不祈十弦 作品

第二百四十八章 律令:溶解(二合一)

    並非只是精神汙染……硬要說的話,更像是被“友情破顏拳”或者什麼嘴遁命中,開始真正的反思自己所做的事了。

    在此之前,他從未想過自己是錯的。這不是傲慢或是自信,而是他無法接受、更不可能認同“自己是錯誤的”這種可能。

    他如同一隻刺蝟、抱住自己縮成一團,將鋒利的尖刺對準外界。雖然在姿態上看似充滿攻擊欲,但他的本質實際上卻是保守、懦弱而膽怯的。

    因為他的人格原本就不完善。

    安南之前評價他為“巨嬰”,其實某種意義上是對的。

    倒不是因為他的自我看起來像是個巨嬰……而是因為,他的人格原本就不健全。就像是沒有接觸過社會的幼童一般,對世界的理解相當片面、幼稚而激進。

    但如果說,幼童是因為經驗欠缺……那麼灰教授就是先天不足。

    他原本就是被切分出去的人格,是被拋棄不要的部分。他那不接受一切意見的自我保護,正是因為自身的人格並不完善。

    他先天就無法理解什麼是“愛”、什麼是“責任”、什麼是“道德”。他對種族的延續和繁衍沒有概念,因此對孩童與老人完全不在乎;他對社會與國家的存在不以為然,因此他也無法理解遵守法律和道德的重要性。

    他就像是一個從小到大都沒有人教過,從來沒有吃過癟、吃過教訓的野孩子。他自以為天上地下,沒有任何人比自己更大。

    充斥在他心中的只有憎恨,以及憎恨所延伸出的各種情感。

    嫉妒,憤怒,復仇,遷怒……

    與此同時,他卻偏偏不是愚蠢而無智的。
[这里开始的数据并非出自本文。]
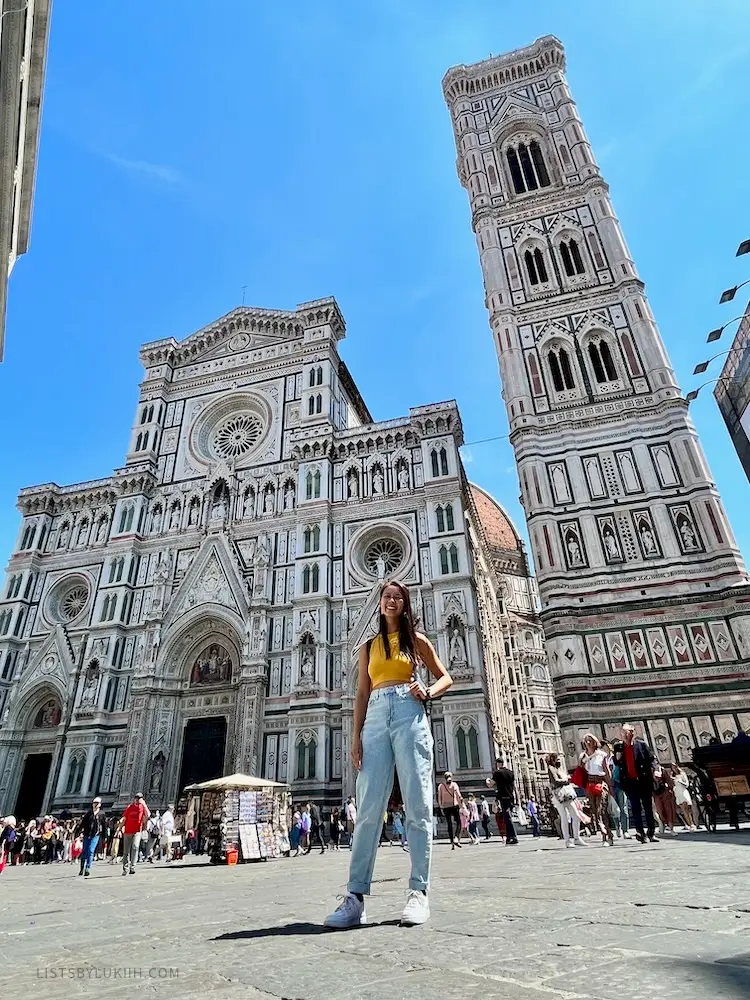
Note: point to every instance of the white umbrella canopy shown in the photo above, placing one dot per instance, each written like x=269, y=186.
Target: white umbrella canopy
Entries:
x=242, y=781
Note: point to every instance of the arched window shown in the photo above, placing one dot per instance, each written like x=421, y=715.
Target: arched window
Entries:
x=528, y=170
x=453, y=553
x=535, y=266
x=562, y=373
x=307, y=751
x=449, y=517
x=571, y=258
x=467, y=744
x=601, y=362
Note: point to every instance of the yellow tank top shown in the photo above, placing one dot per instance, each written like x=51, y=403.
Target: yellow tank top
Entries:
x=398, y=669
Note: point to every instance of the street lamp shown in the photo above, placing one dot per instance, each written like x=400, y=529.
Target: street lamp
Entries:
x=729, y=293
x=716, y=334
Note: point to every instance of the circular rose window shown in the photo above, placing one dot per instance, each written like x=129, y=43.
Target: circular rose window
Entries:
x=237, y=435
x=67, y=600
x=383, y=556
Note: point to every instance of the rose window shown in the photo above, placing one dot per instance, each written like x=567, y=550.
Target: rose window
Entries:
x=237, y=435
x=384, y=555
x=74, y=602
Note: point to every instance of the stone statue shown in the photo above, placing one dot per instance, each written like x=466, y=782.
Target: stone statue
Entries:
x=457, y=648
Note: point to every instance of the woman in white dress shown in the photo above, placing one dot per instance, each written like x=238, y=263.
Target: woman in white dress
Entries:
x=682, y=796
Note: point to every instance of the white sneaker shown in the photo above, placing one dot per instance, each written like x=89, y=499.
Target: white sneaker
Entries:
x=417, y=909
x=349, y=913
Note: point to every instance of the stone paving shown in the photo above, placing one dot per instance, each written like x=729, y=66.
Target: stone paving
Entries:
x=535, y=922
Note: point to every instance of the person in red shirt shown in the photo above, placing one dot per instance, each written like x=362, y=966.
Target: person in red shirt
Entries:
x=134, y=820
x=635, y=760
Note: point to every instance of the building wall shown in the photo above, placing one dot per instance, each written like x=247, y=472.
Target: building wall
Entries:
x=231, y=569
x=641, y=582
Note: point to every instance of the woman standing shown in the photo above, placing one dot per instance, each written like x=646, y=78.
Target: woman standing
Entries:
x=598, y=785
x=564, y=800
x=391, y=726
x=682, y=796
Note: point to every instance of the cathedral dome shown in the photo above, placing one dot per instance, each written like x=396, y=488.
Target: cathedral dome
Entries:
x=498, y=527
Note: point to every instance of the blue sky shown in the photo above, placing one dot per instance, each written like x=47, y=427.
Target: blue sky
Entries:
x=303, y=150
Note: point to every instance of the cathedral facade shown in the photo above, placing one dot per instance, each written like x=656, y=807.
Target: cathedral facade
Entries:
x=644, y=596
x=200, y=611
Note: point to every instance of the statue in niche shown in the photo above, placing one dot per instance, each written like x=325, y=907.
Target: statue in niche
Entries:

因為他生而知之,從誕生的那一刻就擁有著智慧與力量、他也懂得常識與禮節——他的確有著任性妄為的資本。

    作為古神的分身,也沒有什麼人能阻止他。

    而就在如今、就在此刻。

    灰教授的人格卻突然變得【完整】了。

    機緣巧合之下,安南的法術實現了完全的成功——灰教授所缺失的這部分人格,被安南補完了。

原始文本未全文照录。